Although her doctors have recommended she continue to receive medical treatment related to her hormone levels, the lawsuit states she received a notice from a contractor for the state that said “hormonal injections and lab work associated with gender reassignment is not a covered benefit under Alaska Medicaid."

Black and Reed report similar experiences in the lawsuit: Both were denied coverage for different surgical procedures meant to treat their diagnosed gender dysphoria, their attorneys wrote in the lawsuit.

In February 2020, Crum proposed a change to state Medicaid regulations that would “(a)llow Medicaid coverage for non-surgical services related to gender reassignment” while continuing to exclude coverage for “gender reassignment surgeries, including secondary surgeries," according to the lawsuit.
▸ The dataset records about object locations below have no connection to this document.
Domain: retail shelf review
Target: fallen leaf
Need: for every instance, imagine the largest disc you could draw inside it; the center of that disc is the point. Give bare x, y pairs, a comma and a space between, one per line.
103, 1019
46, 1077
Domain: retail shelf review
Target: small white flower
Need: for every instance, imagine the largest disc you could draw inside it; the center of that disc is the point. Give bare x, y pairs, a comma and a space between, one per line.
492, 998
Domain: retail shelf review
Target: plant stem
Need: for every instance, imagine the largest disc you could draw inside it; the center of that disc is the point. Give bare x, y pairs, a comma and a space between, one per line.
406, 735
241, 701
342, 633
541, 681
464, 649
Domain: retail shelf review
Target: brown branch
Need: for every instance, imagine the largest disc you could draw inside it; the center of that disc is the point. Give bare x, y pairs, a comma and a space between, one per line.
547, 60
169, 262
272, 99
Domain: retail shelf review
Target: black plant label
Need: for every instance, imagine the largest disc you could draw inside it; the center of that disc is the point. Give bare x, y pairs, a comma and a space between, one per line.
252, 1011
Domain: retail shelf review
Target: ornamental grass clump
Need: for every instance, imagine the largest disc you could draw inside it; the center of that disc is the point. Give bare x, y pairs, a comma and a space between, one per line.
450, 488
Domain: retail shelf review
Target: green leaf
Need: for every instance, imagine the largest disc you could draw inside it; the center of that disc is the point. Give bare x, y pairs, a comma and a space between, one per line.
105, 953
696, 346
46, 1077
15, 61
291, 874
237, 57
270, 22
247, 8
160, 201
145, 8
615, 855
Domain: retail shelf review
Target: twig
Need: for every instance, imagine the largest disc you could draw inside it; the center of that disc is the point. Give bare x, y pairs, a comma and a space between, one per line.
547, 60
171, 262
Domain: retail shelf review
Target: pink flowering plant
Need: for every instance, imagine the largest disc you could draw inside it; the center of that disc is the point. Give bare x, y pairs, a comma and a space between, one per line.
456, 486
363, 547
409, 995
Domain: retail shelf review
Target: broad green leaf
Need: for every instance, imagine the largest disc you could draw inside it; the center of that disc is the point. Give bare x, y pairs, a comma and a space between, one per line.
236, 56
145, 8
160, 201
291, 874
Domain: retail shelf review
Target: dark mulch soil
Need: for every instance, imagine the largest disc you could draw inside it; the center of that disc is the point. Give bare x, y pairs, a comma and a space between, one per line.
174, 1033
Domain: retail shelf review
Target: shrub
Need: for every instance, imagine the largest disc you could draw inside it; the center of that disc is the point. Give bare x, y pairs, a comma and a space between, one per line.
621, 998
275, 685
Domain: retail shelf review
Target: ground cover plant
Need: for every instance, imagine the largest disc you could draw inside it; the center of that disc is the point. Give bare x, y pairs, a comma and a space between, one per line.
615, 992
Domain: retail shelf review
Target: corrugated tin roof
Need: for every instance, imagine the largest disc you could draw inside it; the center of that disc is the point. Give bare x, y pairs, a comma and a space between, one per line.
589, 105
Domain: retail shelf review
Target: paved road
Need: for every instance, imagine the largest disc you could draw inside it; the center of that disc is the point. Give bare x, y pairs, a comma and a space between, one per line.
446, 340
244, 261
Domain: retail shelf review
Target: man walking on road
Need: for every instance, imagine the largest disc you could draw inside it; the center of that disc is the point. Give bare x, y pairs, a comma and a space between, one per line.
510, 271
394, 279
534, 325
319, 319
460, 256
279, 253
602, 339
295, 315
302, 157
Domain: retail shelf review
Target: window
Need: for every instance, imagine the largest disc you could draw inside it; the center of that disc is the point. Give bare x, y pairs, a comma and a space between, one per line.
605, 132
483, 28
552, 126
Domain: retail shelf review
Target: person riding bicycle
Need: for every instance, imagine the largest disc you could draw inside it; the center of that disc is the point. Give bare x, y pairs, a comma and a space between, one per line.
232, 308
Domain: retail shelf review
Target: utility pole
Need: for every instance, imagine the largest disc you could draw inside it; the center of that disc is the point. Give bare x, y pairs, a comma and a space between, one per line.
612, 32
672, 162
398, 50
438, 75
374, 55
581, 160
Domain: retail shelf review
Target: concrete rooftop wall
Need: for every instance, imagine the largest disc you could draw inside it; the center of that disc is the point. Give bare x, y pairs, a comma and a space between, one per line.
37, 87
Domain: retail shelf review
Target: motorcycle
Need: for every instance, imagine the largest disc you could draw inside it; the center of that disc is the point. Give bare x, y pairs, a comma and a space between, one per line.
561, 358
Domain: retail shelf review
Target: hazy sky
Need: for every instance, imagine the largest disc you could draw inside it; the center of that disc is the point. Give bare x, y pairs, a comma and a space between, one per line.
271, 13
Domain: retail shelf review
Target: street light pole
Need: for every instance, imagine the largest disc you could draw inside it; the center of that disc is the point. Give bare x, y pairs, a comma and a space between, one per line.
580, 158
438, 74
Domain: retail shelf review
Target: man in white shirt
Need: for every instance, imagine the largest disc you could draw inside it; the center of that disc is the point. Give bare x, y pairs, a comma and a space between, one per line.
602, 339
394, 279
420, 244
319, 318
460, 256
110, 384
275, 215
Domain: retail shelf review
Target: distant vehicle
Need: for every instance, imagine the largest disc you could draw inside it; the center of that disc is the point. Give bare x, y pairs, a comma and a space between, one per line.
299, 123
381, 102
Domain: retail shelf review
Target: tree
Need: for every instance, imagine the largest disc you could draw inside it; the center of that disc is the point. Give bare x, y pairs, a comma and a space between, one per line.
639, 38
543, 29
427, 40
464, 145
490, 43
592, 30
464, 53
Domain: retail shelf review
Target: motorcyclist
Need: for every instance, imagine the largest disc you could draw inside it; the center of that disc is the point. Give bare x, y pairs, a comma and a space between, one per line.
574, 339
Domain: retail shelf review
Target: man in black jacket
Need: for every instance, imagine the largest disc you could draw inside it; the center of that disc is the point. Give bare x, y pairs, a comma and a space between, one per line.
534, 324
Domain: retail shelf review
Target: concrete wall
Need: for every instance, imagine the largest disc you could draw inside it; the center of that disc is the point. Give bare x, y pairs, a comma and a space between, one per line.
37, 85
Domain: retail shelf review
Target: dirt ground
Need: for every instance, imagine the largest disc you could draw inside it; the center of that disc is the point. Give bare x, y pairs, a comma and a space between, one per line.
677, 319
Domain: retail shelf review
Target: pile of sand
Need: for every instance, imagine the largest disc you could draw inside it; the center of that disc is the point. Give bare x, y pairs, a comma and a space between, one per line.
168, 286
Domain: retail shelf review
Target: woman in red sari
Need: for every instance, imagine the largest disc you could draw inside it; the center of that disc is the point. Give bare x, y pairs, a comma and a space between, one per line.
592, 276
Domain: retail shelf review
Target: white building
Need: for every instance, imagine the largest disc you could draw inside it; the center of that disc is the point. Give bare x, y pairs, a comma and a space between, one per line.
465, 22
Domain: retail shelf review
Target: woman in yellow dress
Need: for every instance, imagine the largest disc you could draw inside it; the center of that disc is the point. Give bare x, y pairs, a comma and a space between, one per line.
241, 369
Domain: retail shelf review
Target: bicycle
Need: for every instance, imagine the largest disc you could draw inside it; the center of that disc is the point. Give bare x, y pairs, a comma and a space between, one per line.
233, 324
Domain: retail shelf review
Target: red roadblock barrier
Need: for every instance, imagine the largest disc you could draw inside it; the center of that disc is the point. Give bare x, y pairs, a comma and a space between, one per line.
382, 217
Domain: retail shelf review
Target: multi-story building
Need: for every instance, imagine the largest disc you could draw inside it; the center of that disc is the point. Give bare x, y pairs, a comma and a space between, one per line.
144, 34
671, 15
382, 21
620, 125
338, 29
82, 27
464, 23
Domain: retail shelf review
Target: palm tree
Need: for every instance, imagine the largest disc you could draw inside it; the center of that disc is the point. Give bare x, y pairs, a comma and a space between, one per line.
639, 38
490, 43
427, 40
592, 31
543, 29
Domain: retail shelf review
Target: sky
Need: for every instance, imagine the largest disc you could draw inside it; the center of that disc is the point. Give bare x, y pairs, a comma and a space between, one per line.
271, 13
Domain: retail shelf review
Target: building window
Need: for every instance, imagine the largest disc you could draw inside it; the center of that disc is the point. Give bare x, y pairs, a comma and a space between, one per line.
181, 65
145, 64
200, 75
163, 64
The plaintiffs' lawyers say this rule change has not yet been finalized, and even if it is, it does not go far enough because it continues to exclude surgical gender-confirming care from being covered.

Carl Charles, an attorney with Lambda Legal, is one of the lawyers representing the plaintiffs. His team helped win a recent ruling in Alaska in which a federal judge sided with a transgender state employee who sued the state on a similar allegation of health care discrimination.

If no settlement is reached within the next two months, “we’ll get a decision probably sometime next spring,” Charles said.

A representative from the Alaska Department of Law said in an email that the state was currently in ongoing settlement negotiations and had no further comment.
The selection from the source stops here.